Other important dates for National Mentoring Month include:
January 12, 2017: “I Am a Mentor Day”
A day for volunteer mentors to celebrate their role and reflect on the ways mentees have enhanced their world and share their stories about being a mentor on social media using #MentorIRL.
January 16, 2017: Martin Luther King Jr. Day of Service
A day to share in the inspirational words of MLK, Jr., and elevate the spirit of service through volunteerism.
January 17, 2017: International Mentoring Day
A day of international conversations on social media where photos, video and messages to share powerful mentoring stories.
January 19, 2017: “Thank Your Mentor Day”

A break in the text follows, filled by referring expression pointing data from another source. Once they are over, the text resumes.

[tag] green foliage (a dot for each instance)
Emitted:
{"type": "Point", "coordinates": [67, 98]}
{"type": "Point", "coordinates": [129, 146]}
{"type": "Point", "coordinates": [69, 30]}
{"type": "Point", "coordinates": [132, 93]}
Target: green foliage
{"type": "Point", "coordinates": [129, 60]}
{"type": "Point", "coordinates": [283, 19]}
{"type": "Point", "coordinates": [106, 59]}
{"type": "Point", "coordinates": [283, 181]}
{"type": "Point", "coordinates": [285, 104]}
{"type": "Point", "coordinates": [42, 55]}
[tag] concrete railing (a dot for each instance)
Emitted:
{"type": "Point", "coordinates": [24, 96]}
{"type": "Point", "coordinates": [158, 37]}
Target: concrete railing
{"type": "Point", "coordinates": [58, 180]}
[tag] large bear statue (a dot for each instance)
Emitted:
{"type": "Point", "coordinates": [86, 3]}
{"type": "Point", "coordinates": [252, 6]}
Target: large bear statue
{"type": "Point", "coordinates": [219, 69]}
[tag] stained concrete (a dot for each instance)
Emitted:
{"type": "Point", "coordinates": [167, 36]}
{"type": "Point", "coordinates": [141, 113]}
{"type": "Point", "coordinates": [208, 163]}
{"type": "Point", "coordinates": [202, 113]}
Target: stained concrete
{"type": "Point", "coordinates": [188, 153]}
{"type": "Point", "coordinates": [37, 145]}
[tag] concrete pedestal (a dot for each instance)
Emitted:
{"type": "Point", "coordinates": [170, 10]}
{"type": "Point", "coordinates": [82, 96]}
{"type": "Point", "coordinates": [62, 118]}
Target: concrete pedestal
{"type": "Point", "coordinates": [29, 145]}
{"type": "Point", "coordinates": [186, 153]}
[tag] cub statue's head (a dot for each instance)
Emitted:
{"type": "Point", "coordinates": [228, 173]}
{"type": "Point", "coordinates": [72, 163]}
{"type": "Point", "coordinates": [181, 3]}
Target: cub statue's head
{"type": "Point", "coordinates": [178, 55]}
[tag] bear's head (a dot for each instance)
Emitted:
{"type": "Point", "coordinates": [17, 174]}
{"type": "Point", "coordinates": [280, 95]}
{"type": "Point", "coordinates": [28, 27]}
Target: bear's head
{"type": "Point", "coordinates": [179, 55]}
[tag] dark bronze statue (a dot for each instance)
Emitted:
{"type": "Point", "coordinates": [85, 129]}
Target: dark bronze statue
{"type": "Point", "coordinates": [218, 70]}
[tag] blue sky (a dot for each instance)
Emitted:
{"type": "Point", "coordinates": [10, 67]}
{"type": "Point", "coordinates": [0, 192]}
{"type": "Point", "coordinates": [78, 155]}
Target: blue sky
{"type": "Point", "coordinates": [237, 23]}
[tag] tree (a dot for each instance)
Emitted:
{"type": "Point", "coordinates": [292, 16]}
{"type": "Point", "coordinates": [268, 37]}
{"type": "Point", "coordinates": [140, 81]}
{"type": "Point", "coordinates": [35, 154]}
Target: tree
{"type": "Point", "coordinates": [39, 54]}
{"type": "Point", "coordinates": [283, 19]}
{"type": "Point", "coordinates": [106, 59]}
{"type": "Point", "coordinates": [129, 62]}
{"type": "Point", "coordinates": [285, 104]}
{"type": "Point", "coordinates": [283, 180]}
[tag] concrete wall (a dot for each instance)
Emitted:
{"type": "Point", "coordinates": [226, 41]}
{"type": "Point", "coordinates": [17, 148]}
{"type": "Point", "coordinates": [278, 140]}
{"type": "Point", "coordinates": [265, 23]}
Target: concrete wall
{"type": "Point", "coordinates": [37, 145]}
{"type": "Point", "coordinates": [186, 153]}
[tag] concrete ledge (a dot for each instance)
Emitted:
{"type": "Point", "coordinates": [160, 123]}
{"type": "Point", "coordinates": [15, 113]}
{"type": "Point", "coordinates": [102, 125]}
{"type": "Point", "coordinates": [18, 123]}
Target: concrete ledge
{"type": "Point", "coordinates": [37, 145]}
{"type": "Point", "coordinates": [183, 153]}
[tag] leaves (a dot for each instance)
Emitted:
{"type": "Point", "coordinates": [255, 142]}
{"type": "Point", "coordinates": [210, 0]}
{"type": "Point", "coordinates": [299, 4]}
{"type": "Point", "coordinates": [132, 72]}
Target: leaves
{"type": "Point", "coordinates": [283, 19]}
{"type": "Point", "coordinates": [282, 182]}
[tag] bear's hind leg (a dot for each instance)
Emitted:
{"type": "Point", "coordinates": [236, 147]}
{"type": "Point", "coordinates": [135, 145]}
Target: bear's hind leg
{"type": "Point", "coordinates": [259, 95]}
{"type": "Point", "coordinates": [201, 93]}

A day for all who have real life mentoring experiences to thank those who helped them on their path to adulthood and beyond when we encourage anyone who has had a mentor to say thank you by sending a note, a card or sharing a story on social media using #MentorIRL.
To learn more about the role mentoring plays in our community and to find volunteer opportunities, click here.
About National Mentoring Month
National Mentoring Month is led by MENTOR: The National Mentoring Partnership and the Harvard T.H. Chan School of Public Health, with support from the Highland Street Foundation. Each year since its launch in 2002, National Mentoring Month has enjoyed the strong support of the President and the United States Congress.
Other prominent individuals who have participated in the campaign include: Maya Angelou, former President Bill Clinton, Clint Eastwood, Quincy Jones, Cal Ripken Jr., Bill Russell and Usher.